I'm so glad I looked into this -- because the only thing I'd heard about Gaia previously, was that it was a "religion" that teaches that humans are a blight on the earth.
Gaia isn't actually a religion, it's a hypothesis -- and its proponents don't seem to claim any awareness or planning on the part of Gaia (or Earth). Which brings me back, of course, to why I believe in God as Creator.
I'd love to hear everyone's thoughts.
|In this classic work that continues to inspire its many readers, James Lovelock deftly explains his idea that life on earth functions as a single organism. Written for the non-scientist, Gaia is a journey through time and space in search of evidence with which to support a new and radically different model of our planet.

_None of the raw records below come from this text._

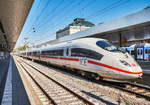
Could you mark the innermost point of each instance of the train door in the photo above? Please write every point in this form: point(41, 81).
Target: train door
point(141, 56)
point(138, 53)
point(67, 54)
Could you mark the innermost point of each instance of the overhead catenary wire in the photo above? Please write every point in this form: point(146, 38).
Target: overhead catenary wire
point(35, 20)
point(106, 9)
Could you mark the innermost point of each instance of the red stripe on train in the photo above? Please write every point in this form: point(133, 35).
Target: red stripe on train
point(95, 63)
point(113, 68)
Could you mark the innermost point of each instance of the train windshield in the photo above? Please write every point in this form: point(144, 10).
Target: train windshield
point(108, 46)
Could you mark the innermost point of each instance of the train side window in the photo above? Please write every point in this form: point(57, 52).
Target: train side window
point(81, 52)
point(141, 52)
point(132, 53)
point(53, 52)
point(146, 51)
point(138, 52)
point(67, 52)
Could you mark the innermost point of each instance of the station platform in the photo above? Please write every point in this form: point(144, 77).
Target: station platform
point(145, 65)
point(12, 90)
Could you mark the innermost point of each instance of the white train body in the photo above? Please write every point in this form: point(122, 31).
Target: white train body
point(92, 55)
point(142, 51)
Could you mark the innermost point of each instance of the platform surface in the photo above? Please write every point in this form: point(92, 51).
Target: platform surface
point(14, 92)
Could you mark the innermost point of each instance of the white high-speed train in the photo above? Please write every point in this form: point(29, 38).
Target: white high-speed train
point(89, 56)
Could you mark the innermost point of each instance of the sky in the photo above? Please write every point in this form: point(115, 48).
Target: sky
point(46, 17)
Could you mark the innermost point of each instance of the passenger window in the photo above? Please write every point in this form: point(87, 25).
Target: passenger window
point(138, 52)
point(141, 52)
point(67, 52)
point(81, 52)
point(146, 51)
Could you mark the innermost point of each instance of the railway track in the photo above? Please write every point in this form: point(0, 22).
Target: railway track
point(51, 90)
point(137, 90)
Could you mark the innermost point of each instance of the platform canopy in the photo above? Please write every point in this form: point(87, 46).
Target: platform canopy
point(13, 14)
point(134, 26)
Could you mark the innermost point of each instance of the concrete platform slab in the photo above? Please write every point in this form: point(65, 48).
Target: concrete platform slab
point(14, 92)
point(4, 64)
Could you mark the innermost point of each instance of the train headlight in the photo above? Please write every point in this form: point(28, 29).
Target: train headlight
point(125, 63)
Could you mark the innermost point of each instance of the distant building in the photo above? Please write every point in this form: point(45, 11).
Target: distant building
point(79, 24)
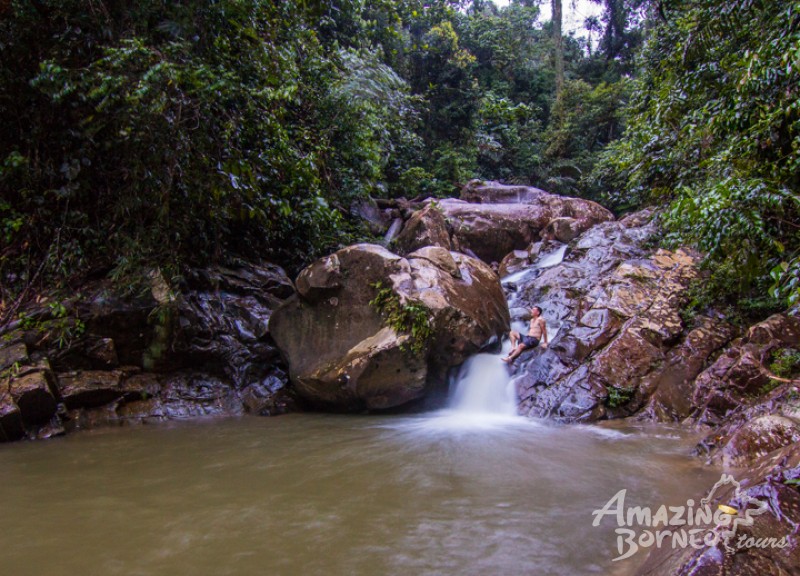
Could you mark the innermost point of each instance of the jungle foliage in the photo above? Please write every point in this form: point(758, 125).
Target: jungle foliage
point(713, 134)
point(155, 134)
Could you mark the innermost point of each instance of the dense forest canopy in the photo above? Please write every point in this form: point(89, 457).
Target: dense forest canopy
point(155, 133)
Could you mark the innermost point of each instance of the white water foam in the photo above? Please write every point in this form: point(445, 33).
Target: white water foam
point(544, 261)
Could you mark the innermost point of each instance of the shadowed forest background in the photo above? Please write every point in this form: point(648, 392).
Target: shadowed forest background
point(147, 134)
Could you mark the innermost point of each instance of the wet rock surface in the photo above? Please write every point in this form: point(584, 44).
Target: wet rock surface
point(491, 219)
point(343, 355)
point(204, 350)
point(768, 546)
point(615, 306)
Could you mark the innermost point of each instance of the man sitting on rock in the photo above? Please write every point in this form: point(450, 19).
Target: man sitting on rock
point(536, 333)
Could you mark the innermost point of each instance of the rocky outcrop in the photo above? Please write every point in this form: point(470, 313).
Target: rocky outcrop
point(203, 350)
point(751, 413)
point(490, 220)
point(343, 355)
point(620, 338)
point(768, 546)
point(426, 227)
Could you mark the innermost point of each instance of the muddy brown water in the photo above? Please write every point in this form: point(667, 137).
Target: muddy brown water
point(441, 493)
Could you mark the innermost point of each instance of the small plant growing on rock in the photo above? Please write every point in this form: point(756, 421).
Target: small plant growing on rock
point(619, 396)
point(412, 319)
point(785, 362)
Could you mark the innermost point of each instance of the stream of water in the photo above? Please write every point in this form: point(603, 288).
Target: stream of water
point(471, 490)
point(450, 493)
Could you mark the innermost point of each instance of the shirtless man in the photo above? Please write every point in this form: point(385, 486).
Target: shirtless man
point(536, 333)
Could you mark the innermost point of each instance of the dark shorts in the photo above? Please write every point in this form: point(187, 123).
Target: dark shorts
point(530, 341)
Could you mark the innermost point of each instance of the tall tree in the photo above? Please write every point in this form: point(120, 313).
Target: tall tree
point(558, 46)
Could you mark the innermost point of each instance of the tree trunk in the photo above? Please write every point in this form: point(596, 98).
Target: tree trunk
point(558, 47)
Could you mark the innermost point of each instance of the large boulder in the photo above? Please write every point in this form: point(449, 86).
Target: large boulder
point(768, 546)
point(344, 355)
point(490, 220)
point(426, 227)
point(613, 309)
point(201, 348)
point(751, 413)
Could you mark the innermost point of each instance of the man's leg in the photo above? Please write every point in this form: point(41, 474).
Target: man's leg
point(515, 353)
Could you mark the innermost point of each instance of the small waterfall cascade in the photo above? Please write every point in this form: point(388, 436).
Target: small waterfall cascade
point(483, 388)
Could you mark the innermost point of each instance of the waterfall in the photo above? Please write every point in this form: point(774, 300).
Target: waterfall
point(483, 386)
point(483, 389)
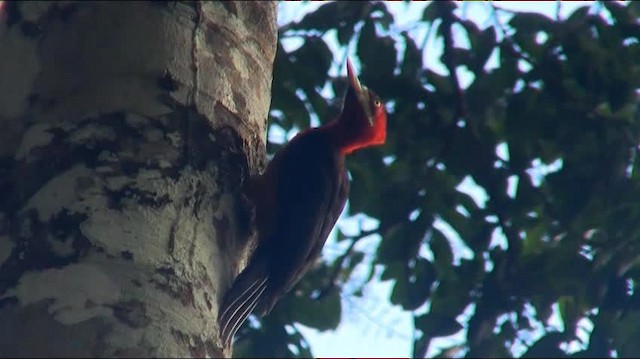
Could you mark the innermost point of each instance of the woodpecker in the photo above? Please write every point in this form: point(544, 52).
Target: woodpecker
point(297, 202)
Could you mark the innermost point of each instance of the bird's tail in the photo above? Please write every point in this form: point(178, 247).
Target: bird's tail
point(241, 299)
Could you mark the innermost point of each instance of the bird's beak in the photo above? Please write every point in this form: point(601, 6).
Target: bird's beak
point(362, 93)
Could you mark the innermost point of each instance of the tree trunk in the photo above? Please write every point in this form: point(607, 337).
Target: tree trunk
point(126, 130)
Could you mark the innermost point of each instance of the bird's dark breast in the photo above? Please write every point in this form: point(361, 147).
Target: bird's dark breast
point(312, 190)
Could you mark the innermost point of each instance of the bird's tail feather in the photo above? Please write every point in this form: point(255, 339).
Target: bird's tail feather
point(239, 302)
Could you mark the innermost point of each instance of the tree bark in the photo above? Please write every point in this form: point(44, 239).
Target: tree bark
point(126, 131)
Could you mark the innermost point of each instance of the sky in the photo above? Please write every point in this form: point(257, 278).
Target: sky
point(371, 326)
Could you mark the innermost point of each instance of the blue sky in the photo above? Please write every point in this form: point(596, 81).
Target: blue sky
point(370, 326)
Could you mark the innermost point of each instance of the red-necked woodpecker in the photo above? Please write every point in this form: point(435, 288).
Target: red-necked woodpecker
point(298, 200)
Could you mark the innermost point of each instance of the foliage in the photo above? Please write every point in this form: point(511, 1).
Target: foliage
point(560, 239)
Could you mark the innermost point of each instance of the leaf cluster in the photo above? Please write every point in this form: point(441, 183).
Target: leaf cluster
point(547, 128)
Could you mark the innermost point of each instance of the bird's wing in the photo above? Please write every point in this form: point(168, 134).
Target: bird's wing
point(311, 195)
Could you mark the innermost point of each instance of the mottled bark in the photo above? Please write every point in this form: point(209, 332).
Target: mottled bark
point(126, 130)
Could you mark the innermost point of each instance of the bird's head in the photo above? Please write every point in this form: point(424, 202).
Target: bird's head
point(363, 115)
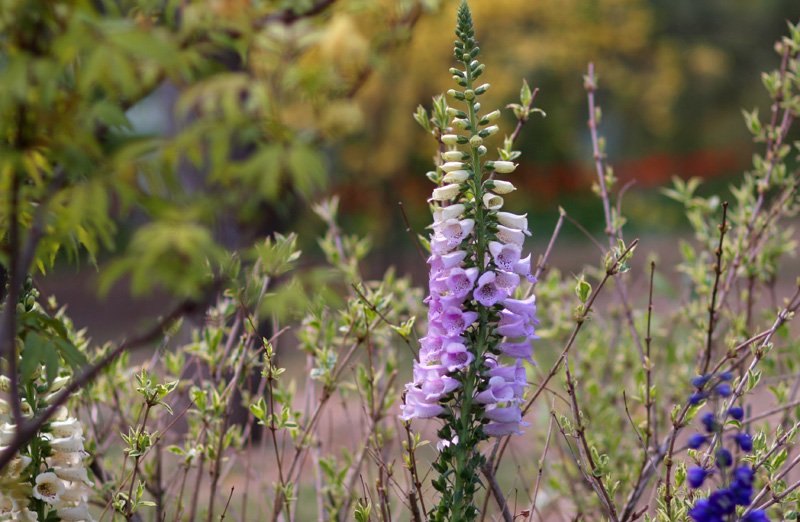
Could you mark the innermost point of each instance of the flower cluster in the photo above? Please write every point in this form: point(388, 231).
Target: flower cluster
point(59, 481)
point(476, 266)
point(736, 482)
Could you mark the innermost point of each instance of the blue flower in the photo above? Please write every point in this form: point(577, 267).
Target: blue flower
point(724, 458)
point(724, 389)
point(744, 440)
point(726, 376)
point(696, 398)
point(696, 440)
point(757, 515)
point(696, 476)
point(709, 421)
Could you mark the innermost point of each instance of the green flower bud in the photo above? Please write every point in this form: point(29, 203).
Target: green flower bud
point(456, 94)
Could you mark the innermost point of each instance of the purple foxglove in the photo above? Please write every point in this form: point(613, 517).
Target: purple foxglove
point(492, 201)
point(510, 235)
point(488, 292)
point(456, 356)
point(461, 281)
point(507, 282)
point(513, 325)
point(455, 321)
point(523, 268)
point(517, 221)
point(505, 256)
point(523, 350)
point(525, 308)
point(498, 391)
point(445, 193)
point(503, 187)
point(415, 406)
point(435, 389)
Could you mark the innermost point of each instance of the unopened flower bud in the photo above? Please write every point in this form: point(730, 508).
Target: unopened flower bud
point(452, 165)
point(492, 201)
point(488, 131)
point(503, 187)
point(450, 139)
point(456, 94)
point(504, 167)
point(454, 155)
point(456, 176)
point(446, 192)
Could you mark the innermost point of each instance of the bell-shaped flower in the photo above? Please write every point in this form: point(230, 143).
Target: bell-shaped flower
point(505, 256)
point(454, 165)
point(74, 514)
point(426, 372)
point(507, 282)
point(515, 376)
point(434, 389)
point(487, 293)
point(457, 176)
point(510, 235)
point(492, 201)
point(416, 407)
point(525, 308)
point(504, 167)
point(523, 268)
point(454, 155)
point(456, 356)
point(77, 474)
point(449, 212)
point(67, 428)
point(461, 281)
point(498, 391)
point(502, 187)
point(446, 192)
point(523, 350)
point(67, 444)
point(454, 230)
point(513, 325)
point(455, 321)
point(48, 487)
point(517, 221)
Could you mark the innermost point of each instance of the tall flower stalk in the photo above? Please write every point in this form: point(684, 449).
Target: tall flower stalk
point(474, 316)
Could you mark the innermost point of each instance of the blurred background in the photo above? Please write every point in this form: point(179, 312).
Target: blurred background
point(673, 76)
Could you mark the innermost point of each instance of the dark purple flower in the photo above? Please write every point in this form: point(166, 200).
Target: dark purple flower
point(700, 381)
point(757, 515)
point(723, 457)
point(696, 398)
point(696, 440)
point(744, 440)
point(703, 511)
point(722, 501)
point(736, 412)
point(696, 476)
point(724, 389)
point(726, 376)
point(709, 421)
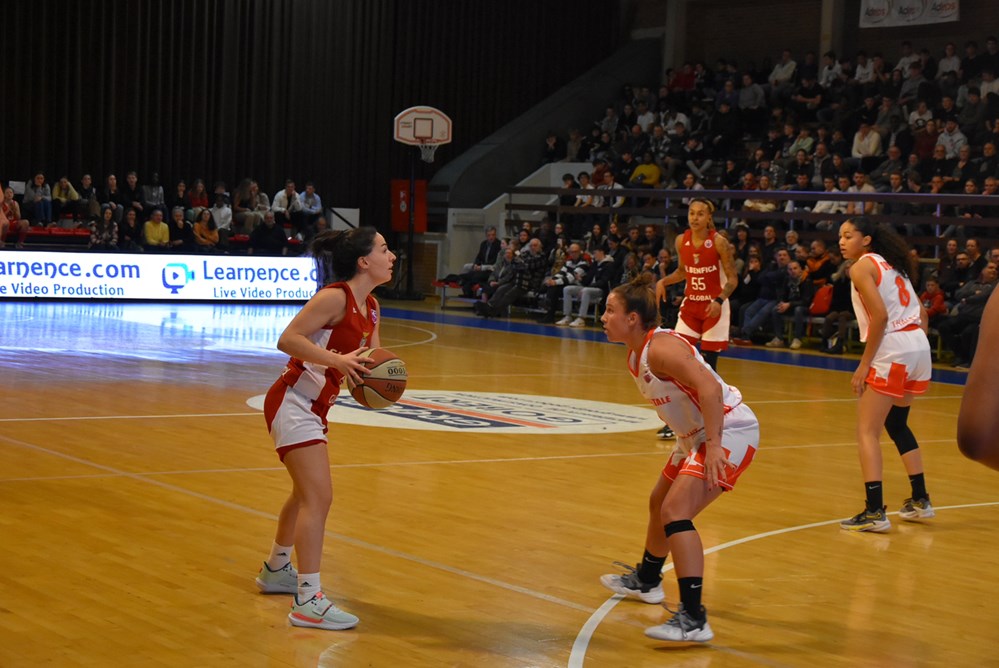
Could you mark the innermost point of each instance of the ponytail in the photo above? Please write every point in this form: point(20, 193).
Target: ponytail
point(639, 296)
point(335, 253)
point(887, 243)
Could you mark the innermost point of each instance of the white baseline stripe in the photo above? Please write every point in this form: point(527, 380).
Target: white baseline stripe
point(582, 641)
point(336, 536)
point(432, 462)
point(129, 417)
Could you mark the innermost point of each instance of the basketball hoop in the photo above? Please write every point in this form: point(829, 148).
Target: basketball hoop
point(427, 150)
point(424, 127)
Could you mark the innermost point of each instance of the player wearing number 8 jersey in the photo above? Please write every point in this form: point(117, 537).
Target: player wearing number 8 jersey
point(894, 368)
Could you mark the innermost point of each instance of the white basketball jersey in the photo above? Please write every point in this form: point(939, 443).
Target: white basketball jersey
point(901, 301)
point(677, 404)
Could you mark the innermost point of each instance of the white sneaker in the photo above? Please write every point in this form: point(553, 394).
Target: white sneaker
point(628, 585)
point(282, 581)
point(916, 509)
point(681, 627)
point(320, 613)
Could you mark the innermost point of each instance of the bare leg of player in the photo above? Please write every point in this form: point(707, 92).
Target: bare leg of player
point(687, 497)
point(872, 409)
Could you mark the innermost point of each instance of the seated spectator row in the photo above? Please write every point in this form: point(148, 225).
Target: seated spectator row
point(119, 218)
point(790, 294)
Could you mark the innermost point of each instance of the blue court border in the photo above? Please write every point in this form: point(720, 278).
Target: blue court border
point(753, 354)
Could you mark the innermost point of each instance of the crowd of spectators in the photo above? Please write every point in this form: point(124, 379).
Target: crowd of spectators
point(916, 122)
point(137, 217)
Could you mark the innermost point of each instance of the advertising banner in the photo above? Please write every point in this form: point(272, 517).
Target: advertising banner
point(894, 13)
point(107, 276)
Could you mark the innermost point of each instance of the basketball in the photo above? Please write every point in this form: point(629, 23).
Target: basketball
point(385, 383)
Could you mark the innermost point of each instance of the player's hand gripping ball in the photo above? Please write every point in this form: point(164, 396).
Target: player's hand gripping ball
point(385, 383)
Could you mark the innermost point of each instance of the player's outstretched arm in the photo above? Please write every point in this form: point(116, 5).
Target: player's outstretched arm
point(978, 421)
point(727, 257)
point(677, 275)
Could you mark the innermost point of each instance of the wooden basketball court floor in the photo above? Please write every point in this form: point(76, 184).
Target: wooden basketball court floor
point(139, 490)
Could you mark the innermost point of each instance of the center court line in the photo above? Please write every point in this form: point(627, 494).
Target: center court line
point(579, 647)
point(356, 542)
point(432, 462)
point(582, 640)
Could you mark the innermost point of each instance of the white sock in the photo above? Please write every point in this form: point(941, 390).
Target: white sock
point(308, 586)
point(280, 556)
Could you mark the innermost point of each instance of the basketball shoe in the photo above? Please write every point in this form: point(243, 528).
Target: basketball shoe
point(320, 613)
point(282, 581)
point(681, 627)
point(875, 521)
point(629, 585)
point(916, 509)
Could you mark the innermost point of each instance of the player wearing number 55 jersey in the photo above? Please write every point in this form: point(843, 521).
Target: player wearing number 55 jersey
point(894, 368)
point(706, 263)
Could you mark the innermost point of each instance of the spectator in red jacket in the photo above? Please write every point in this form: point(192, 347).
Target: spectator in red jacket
point(934, 302)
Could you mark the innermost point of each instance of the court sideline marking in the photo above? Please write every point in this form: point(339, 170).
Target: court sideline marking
point(427, 462)
point(582, 641)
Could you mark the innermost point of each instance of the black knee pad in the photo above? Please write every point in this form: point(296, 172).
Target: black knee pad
point(678, 526)
point(897, 426)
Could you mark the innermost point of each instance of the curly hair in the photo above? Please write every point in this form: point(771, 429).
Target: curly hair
point(887, 243)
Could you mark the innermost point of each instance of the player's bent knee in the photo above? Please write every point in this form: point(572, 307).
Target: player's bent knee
point(679, 526)
point(896, 424)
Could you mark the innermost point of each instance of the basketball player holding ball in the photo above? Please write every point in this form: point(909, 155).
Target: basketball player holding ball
point(706, 263)
point(326, 342)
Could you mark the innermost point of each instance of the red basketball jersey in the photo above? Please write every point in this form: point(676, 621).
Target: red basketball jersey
point(703, 267)
point(322, 384)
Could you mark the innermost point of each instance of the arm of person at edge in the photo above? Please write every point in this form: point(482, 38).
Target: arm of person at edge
point(731, 275)
point(677, 275)
point(670, 357)
point(863, 276)
point(326, 309)
point(978, 419)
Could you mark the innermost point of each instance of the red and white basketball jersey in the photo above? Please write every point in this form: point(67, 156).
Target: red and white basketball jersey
point(322, 384)
point(677, 404)
point(705, 276)
point(901, 301)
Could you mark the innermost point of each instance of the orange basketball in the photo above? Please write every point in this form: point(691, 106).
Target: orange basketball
point(385, 383)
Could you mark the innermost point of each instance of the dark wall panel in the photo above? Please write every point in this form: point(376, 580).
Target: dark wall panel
point(224, 89)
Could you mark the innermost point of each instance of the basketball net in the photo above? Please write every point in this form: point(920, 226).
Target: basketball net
point(427, 151)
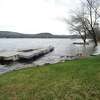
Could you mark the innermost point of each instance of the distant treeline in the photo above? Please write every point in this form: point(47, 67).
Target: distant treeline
point(8, 34)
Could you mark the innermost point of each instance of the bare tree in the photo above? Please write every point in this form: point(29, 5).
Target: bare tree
point(84, 21)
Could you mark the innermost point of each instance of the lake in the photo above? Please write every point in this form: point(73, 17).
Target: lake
point(63, 47)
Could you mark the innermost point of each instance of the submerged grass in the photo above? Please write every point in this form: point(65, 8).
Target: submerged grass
point(71, 80)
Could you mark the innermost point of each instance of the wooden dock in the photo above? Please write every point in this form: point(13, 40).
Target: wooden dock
point(24, 55)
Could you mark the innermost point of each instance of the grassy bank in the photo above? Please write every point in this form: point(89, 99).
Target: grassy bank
point(72, 80)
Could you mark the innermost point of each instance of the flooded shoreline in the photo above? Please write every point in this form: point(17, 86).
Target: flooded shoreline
point(64, 49)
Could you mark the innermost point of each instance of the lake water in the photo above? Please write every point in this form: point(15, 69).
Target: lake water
point(62, 49)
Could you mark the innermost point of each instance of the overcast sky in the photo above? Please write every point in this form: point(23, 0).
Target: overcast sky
point(35, 16)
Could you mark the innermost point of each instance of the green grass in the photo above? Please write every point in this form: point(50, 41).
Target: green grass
point(71, 80)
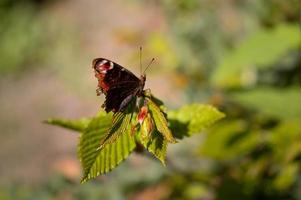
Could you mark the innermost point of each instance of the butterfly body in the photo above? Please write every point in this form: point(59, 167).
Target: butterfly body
point(118, 84)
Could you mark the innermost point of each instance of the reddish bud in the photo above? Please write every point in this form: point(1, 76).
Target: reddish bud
point(142, 114)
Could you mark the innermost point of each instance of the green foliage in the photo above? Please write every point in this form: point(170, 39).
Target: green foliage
point(193, 118)
point(260, 50)
point(277, 103)
point(160, 122)
point(75, 125)
point(106, 140)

In contrast to conventional belief that living matter is passive in the face of threats to its existence, the book explores the hypothesis that the earth's living matter-air, ocean, and land surfaces-forms a complex system that has the capacity to keep the Earth a fit place for life.|
Especially interesting is the Daisyworld computer simulation (I haven't seen it, just read about it in the Widepedia article), where the planet (like ours) revolves around a sun that's getting increasingly hotter. The planet has black and white daisies, and the simulation shows how the daisies work to keep a homeostasis that's conducive to life.
When black daisies predominate, they absorb the sun's heat and the planet gets hotter -- when white daisies increase, they reflect/repel the sun's heat and the planet gets cooler. When grey daisies are added, they help the planet to acheive an even better homeostasis.
This compares to the way that life on earth (both plant and animal life) interacts with the whole range of other elements that make up earth, to create the temperatuture/balance that's most conducive to continued life.
That book sounds interesting, Imogen. Have you studied Gaia? I'd love to hear your thoughts!